Avant la sortie de ces deux formations, la coordination de l’opposition a publié une déclaration désapprouvant la politique sécuritaire du gouvernement. Quant à l’Alliance Populaire Progressiste (APP), elle fustigé l’attitude des autorités dans la gestion des mêmes événements mettant en avant le risque d’une « dégradation » des relations entre la Mauritanie et ses voisins.
La photo des divergences au sein du collectif apparaît au grand jour, avec des positions diamétralement opposées sur une question aussi importante.
Ainsi, le RFD serait prêt à traiter avec le pouvoir sur la base de certaines conditions, notamment d’un rapport en conformité avec le texte instituant le statut de l’institution de l’opposition démocratique. Le Bureau Exécutif (BE) du parti a donné mandat au président pour avancer dans cette direction.
Guidé par l’appel des postes et des ambitions parfois personnelles, c’est un euphémisme, le PNDD-ADIL continue la démarche de rapprochement avec le régime. Certains de ses membres s’entraînent déjà à la ‘’danse du ventre’’, argument important pour convaincre le pouvoir d’un soutien…
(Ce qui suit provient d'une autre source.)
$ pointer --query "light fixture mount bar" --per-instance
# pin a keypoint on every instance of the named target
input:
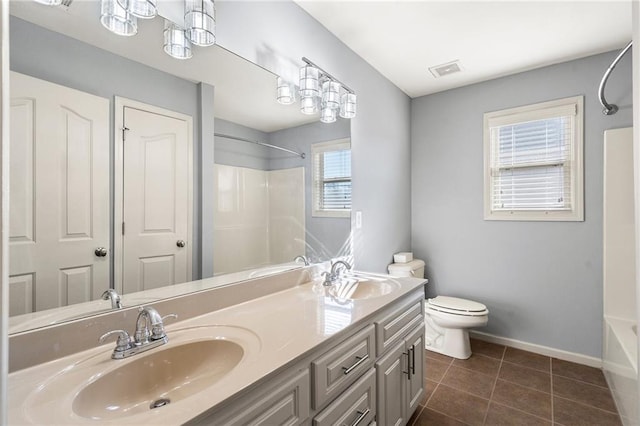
(344, 86)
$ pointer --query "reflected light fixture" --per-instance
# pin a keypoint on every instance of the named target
(200, 22)
(144, 9)
(286, 92)
(197, 23)
(334, 99)
(117, 20)
(176, 43)
(49, 2)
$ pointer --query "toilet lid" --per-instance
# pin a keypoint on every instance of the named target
(456, 305)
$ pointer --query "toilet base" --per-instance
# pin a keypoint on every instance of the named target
(453, 342)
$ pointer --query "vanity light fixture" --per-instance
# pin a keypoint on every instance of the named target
(200, 22)
(334, 99)
(49, 2)
(116, 19)
(176, 43)
(144, 9)
(286, 92)
(197, 23)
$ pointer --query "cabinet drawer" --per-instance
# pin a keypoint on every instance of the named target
(394, 326)
(334, 371)
(357, 406)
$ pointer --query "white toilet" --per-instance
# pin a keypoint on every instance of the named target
(447, 319)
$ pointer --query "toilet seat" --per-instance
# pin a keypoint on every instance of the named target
(456, 306)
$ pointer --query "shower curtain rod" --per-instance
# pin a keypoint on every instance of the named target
(299, 154)
(610, 109)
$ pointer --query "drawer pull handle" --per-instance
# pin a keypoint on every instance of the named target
(413, 359)
(362, 415)
(408, 372)
(360, 360)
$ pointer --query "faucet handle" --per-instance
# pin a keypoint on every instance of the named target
(172, 316)
(123, 342)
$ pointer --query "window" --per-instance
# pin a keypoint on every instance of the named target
(332, 178)
(533, 162)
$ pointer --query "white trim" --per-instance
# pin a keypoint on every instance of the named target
(4, 209)
(120, 104)
(539, 349)
(539, 111)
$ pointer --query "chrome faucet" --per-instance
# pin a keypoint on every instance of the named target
(111, 294)
(148, 335)
(334, 275)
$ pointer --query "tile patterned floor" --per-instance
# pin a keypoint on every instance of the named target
(501, 385)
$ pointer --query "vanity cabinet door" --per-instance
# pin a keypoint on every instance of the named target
(391, 382)
(416, 387)
(356, 406)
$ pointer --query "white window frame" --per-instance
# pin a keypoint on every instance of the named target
(534, 112)
(317, 149)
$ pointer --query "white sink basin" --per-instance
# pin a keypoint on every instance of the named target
(98, 388)
(157, 378)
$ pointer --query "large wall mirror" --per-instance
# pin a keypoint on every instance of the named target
(111, 138)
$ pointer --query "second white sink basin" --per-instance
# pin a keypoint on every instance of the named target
(157, 378)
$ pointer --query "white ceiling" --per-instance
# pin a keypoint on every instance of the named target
(402, 39)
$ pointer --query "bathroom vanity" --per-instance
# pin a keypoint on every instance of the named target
(304, 354)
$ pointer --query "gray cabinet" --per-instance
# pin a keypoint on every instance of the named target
(355, 406)
(400, 379)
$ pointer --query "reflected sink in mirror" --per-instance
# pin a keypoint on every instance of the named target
(95, 387)
(357, 287)
(157, 379)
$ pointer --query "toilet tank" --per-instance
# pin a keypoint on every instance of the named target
(415, 269)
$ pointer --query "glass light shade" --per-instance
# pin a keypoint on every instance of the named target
(331, 94)
(200, 22)
(348, 105)
(309, 82)
(309, 105)
(49, 2)
(285, 92)
(328, 115)
(117, 20)
(145, 9)
(176, 43)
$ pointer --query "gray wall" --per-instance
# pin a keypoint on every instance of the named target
(51, 56)
(542, 281)
(276, 35)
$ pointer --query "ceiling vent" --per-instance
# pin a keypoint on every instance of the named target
(446, 69)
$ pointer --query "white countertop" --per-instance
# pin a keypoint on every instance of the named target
(277, 329)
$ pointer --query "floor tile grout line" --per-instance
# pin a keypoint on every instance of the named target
(588, 405)
(493, 389)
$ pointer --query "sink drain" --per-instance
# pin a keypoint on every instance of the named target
(160, 403)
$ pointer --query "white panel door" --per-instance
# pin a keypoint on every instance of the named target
(156, 198)
(59, 195)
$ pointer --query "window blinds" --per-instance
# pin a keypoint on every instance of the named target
(332, 172)
(531, 160)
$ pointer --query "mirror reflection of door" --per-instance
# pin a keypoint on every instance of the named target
(156, 197)
(58, 196)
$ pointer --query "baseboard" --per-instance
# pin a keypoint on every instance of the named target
(539, 349)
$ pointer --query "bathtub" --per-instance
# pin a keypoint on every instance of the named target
(621, 367)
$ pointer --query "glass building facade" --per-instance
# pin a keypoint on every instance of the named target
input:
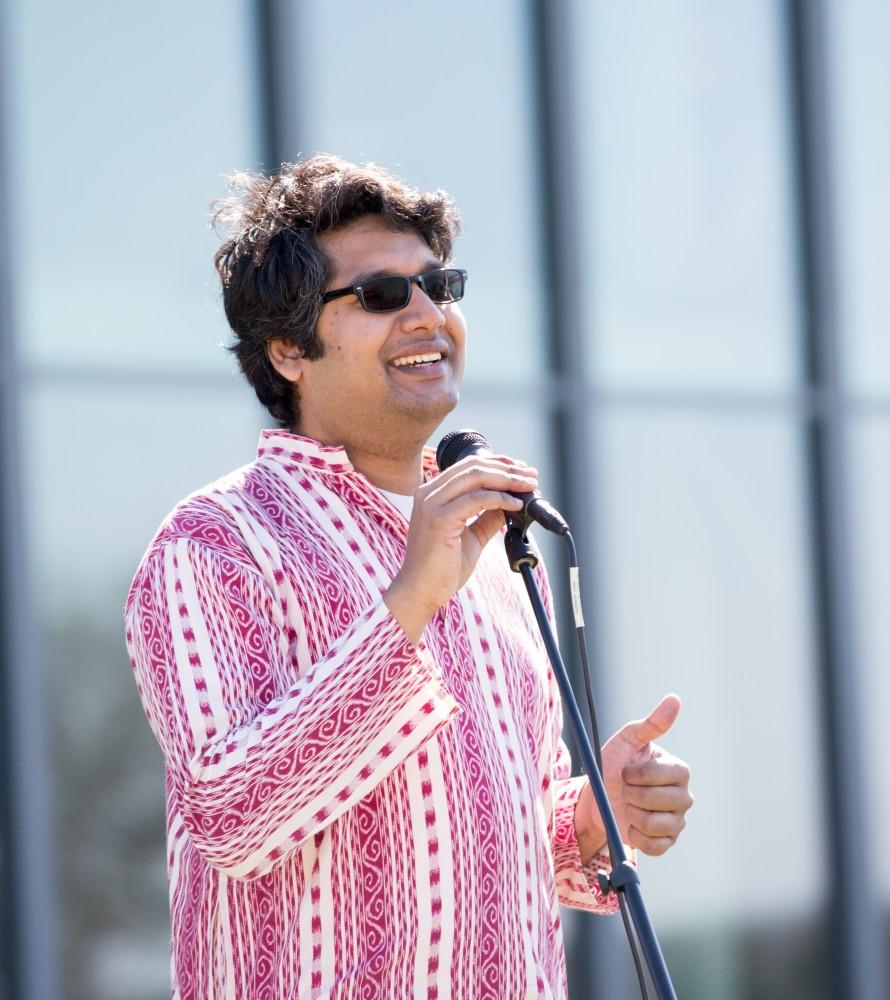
(676, 227)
Du côté de l’APP, dont le leader, Messaoud Ould Boulkheir, également président de l’Assemblée nationale, se trouve du côté de Dakar pour des soins médicaux, on semble de plus en plus bouder un pouvoir qui a refusé la médiation du chef dans le dossier des hommes d’affaires, tout en restant « intransigeant » par rapport au cas du maire de la ville de Zouerate, issu des rangs de la formation. Un élu, employé de la SNIM, qui ne voulait plus lui verser de salaire pour cause de « cumul ».
Même si diviser l’opposition n’était forcément pas l’objectif visé par la proposition de dialogue du chef de l’état, le résultat est là pour montrer que celle-ci n’arrive pas à s’entendre. D’où une fragilisation de plus en plus prévisible. Ce qui naturellement doit réjouir le camp présidentiel et peut même lui donner de nouvelles idées en procédant au soutien d’un clan contre l’autre. Une aubaine et même une réussite pour un système de pouvoir semer et entretenir la discorde au sein de son opposition… pour l’affaiblir.